Museum Hours: Friday & Saturday 10am-6pm Ι Sunday 10am-2pm

Events : Warren County Preservation Day

Warren County Preservation Day

Warren County Preservation Day 2017

Visit the Van Nest Hoff Vannatta Farmstead in Harmony Township on May 21, 2017 for Warren County Preservation Day, celebrating countywide conservation efforts.

Warren County is home for some of the most spectacular views, cleanest waterways and richest farmland in New Jersey. The county also proudly displays a remarkable history that stems from wilderness times of the 18th century and rural 19th century American heritage. The historic farmstead will be the backdrop for groups throughout the county to showcase their work protecting open space, farmland and historic sites. There will be activities for the entire family, food, music and tours of the farmstead.

The Blairstown Museum is a participating vendor of this event and we thank the Warren County Land Preservation Department for including us. By supporting Warren County Preservation Day, we help make the public realize the importance of preservation.

For more information on the Warren County Land Preservation Department visit their website.

Van Nest-Hoff-Vannatta Farmstead

The Van Nest-Hoff-Vannatta Farmstead reflects three centuries of agricultural practices and rural architecture. At its center is the farmhouse, originally built circa 1755, with an addition extending the house eastward, circa 1810. An amazing little building, referred to as the summer kitchen, sits in the southern yard of the farmhouse. It was built about the same time as the 1810 addition to the house and has a large fireplace where open hearth cooking is demonstrated. An outhouse and smokehouse sit just to the east of the farmhouse. Three wagon houses, built and altered throughout the nineteenth and twentieth centuries, line the gravel drive leading to the massive barn, built circa 1824. A remarkable structure, unlike any other known to exist, the barn’s heavy timber frame is a unique hybrid of building styles with an integral timber hay chute and a central swing post shaped like a turned column painted blood red.

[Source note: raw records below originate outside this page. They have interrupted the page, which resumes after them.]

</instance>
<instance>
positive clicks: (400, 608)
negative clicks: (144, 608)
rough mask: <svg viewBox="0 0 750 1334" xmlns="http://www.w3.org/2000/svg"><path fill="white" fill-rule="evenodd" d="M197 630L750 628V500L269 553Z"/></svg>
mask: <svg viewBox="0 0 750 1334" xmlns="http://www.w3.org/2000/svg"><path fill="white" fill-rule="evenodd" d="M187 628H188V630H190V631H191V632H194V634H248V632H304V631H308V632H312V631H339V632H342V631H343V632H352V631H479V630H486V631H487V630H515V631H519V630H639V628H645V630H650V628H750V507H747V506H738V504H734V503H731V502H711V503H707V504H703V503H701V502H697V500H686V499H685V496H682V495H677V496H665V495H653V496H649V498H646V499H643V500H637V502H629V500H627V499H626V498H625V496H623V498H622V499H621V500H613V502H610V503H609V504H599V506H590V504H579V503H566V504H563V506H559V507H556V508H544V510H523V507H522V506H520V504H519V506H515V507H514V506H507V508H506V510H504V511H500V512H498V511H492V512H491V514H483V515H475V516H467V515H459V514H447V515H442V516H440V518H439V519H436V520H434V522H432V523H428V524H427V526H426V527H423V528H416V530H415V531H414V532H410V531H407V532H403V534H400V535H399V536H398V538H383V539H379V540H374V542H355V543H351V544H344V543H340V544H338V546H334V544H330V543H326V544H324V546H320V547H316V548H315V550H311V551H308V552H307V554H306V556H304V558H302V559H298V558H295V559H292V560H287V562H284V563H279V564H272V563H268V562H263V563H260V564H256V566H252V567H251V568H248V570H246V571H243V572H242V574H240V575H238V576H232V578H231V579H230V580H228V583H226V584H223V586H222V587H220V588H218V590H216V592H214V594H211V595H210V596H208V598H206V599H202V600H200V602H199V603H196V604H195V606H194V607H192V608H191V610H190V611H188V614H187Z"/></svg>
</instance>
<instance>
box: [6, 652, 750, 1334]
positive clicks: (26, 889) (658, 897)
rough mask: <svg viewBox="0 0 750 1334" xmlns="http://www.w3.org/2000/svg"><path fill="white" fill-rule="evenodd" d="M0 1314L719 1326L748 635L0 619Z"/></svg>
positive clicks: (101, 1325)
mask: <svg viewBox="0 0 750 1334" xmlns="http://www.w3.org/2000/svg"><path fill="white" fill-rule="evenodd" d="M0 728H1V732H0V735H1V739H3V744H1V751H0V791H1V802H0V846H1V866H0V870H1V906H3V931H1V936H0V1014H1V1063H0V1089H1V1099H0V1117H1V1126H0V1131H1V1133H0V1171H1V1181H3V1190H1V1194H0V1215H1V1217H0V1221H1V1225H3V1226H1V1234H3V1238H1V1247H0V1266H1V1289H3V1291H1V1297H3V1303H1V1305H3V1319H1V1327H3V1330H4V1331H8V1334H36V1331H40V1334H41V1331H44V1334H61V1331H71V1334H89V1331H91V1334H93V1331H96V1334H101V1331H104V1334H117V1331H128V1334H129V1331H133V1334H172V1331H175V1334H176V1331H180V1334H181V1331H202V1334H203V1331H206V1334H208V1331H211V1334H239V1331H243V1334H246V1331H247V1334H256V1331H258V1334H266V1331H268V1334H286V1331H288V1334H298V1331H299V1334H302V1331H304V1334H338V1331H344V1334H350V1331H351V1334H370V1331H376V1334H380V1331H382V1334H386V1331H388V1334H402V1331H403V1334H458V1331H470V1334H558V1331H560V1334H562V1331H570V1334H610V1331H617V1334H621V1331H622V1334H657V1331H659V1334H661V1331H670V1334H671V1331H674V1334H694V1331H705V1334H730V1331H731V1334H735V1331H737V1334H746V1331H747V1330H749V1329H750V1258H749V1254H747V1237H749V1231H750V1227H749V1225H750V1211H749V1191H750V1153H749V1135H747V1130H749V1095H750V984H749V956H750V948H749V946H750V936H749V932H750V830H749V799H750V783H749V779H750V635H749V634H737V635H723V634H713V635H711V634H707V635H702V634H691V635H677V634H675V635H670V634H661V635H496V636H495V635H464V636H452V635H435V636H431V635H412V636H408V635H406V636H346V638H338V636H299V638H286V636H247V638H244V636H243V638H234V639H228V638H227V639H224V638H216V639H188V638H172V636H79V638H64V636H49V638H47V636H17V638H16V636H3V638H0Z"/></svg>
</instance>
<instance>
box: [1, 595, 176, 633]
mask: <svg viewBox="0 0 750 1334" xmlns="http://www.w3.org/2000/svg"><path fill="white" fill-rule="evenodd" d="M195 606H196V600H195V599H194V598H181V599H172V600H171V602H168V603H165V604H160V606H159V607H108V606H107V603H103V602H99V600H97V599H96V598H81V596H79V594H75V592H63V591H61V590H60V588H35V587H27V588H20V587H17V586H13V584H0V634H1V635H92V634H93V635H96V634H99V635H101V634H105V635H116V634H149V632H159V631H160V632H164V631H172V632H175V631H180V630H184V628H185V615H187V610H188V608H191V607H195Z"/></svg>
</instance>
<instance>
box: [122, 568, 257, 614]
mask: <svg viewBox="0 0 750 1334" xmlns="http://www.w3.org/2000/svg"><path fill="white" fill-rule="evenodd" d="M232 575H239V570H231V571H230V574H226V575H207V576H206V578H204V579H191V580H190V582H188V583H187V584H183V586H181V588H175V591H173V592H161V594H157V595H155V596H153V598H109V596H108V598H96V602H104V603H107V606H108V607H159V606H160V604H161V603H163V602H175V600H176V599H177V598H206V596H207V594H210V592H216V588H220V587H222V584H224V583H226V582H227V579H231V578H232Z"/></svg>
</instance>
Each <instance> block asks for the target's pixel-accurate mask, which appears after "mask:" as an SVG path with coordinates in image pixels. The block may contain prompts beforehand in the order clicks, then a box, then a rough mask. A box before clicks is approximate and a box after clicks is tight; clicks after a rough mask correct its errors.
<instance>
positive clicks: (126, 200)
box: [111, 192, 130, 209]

The farmstead remained prosperous from its original settlement prior to the Revolutionary War, well into the twentieth century, gaining state recognition for its quality resources and production. However, as the twenty-first century approached, the farm declined, as changing agricultural practices and markets hampered its economic viability, and New Jersey’s Department of Environmental Protection purchased the property in the year 2000. The Township of Harmony, through its Historic Preservation Commission, swiftly stepped in to act as the steward of the seven acres containing the farm’s buildings, which were threatened by demolition. By 2005 the site was listed on the National Register of Historic Places, and preservation efforts were well underway. In 2013, the Farmstead received a New Jersey State Historic Preservation Award that recognized the work of the Harmony Township Historical Society, and the officially recognized "Friends Organization" that formed a base for fundraising and volunteers. The other key partner in the historic farmstead’s salvation was Warren County’s Municipal and Charitable Conservancy Trust Fund program.